Taking Trek as a model for what could be going on, assuming there are aliens and they are waiting for us to get to some point before revealing
themselves, then there's other factors besides being a peaceful world at work.
One of those is achieving a certain tech level - in Trek terms that means achieving Warp Drive capability. Before that level of tech achievement, the
Federation considers a world too backwards to be considered for inclusion. After that threshold they reveal themselves and make contact with the
world's authorities and offer friendship.
My point is, there could be multiple and varied factors as to why aliens are reluctant to reveal themselves so far. Tech level,
philosophical/spiritual enlightenment, world peace...these could be things. Or maybe the Galactic Empire prefers its members to have very strong
authoritarian ideals, and only opens up to worlds ruled by evil dictators...who really knows.
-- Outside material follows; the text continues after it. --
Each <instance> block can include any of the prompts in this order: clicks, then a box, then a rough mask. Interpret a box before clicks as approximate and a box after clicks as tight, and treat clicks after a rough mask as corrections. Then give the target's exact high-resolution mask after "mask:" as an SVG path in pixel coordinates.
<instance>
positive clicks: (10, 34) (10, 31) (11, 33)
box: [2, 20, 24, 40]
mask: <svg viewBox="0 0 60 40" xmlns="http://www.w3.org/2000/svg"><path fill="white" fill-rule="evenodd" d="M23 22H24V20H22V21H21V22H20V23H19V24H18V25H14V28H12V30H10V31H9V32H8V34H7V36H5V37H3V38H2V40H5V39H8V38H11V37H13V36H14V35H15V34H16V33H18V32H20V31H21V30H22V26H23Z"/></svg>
Another space opera that offers a compelling explanation of what could be going on Out There is David Brin's "Uplift" novels: Sundiver, Startide
Rising, The Uplift War, etc. In that universe, Earth is a forgotten backwater that only is even noticed by Inter-Galactic Civilization at large when
we build our first interstellar space craft. The politics of that civilization are very complex and involve billions of years of breeding and genetic
manipulation of lesser pre-sentient species into sentient, spacefaring species. Since the fabled Progenitors, the first species to achieve sentience
on their own, nearly all other species in the history of the Five Galaxies were raised up, or "uplifted" to sentience by another, prior race.
Humans seem to be an exception, we are a "wolfling" species who may have achieved sentience on our own. Some theorize that another species came a
few hundred thousand years ago and began our path to sentience, in secret (and thus illegally), and then abandoned the project before finished and we
evolved the rest of the way on our own.
By the time the books start, humans have themselves uplifted chimpanzees to sentience (there's spacefaring chimps with PhD's in the series
),
and we've begun the process for dolphins, too. The second book involves a mostly dolphin-crewed ship, with some humans and one chimp, who crash-land
on a world and discover a new species that is ripe for uplift - so by that point, only a few hundred years after humans (with their chimp and dolphin
clients/allies) are getting out into the galaxies, and starting to find alien species to bring to sentience as well.
Sci-fi has a lot of good theories to offer as to why aliens could be out there and not really making themselves known. Brin's books are some of the
best, I'd highly recommend them to anyone.